Warning about a "colossal" COVID-19 outbreak, a new study by the Chinese mathematicians has advised against dropping the country's zero-tolerance policies by lifting travel curbs.
China could not afford to lift travel restrictions without more efficient vaccinations or specific treatments, said Peking University mathematicians, in the report published in China CDC Weekly by the Chinese Centre for Disease Control and Prevention.
Making use of data provided by the United States, Britain, Spain, France and Israel, the researchers assessed the possible outcomes if China adopted the same pandemic control strategies.
"The estimates revealed the real possibility of a colossal outbreak which would almost certainly induce an unaffordable burden to the medical system. Our findings have raised a clear warning that, for the time being, we are not ready to embrace "open-up" strategies resting solely on the hypothesis of herd immunity induced by vaccination advocated by certain western countries," the study said.
More efficient vaccinations or more specific treatment, preferably the combination of both, are needed before entry-exit quarantine measures and other COVID-19 response strategies in China can be safely lifted, it added.

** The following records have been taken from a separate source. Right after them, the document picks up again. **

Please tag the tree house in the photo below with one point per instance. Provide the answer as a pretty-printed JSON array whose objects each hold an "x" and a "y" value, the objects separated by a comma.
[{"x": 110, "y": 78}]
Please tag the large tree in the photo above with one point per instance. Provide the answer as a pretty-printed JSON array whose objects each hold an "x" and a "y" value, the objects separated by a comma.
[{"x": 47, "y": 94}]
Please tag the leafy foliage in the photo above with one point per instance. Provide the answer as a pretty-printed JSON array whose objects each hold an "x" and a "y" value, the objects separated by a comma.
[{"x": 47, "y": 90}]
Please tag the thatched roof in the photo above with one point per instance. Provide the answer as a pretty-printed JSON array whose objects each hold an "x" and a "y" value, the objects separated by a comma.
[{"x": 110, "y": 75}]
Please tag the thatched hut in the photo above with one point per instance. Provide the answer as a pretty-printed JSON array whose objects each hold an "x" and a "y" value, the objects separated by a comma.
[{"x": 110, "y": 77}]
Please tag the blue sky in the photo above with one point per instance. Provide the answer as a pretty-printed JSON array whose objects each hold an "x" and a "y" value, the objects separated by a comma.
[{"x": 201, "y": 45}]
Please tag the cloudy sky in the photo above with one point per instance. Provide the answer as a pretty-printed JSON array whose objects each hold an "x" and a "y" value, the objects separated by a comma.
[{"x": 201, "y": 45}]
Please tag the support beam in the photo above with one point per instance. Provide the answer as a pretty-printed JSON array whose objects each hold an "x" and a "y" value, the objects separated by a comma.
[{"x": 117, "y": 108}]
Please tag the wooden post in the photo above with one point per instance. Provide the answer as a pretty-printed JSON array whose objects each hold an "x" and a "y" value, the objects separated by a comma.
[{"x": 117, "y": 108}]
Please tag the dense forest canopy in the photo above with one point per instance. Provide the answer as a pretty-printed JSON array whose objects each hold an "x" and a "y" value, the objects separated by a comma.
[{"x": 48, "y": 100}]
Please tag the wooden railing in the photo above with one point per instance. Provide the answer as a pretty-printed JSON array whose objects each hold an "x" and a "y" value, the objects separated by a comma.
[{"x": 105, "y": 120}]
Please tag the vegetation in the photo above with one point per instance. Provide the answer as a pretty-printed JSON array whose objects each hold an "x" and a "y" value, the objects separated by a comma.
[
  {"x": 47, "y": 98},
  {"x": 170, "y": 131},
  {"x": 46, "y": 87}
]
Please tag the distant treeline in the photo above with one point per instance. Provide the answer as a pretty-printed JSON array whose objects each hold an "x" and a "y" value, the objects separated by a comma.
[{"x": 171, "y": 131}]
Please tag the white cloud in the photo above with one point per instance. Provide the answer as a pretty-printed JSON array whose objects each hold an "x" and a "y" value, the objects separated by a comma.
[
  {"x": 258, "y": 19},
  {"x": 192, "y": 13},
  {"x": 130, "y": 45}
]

The study refuted the arguments that a higher infection size is more tolerable provided that severe cases of COVID-19 have been substantially reduced under the large-scale vaccination campaign.
"While vaccination has been proved to significantly reduce the development of severe symptoms after infection from the original and mutated strain of the virus, the emergence of new mutated strains would potentially disrupt such protection," the study said.
Amid rising global vaccination rates in several parts of the world, China is doubling down on its zero-tolerance policy.
Since the outbreak of the COVID-19 pandemic in Wuhan last year, China has taken the approach of strict lockdowns, multiple rounds of mass testing, and centralized quarantine. Even after purportedly vaccinating 77 per cent of its 1.4 billion people and giving booster shots, Beijing has continued with the same policy despite major consequences.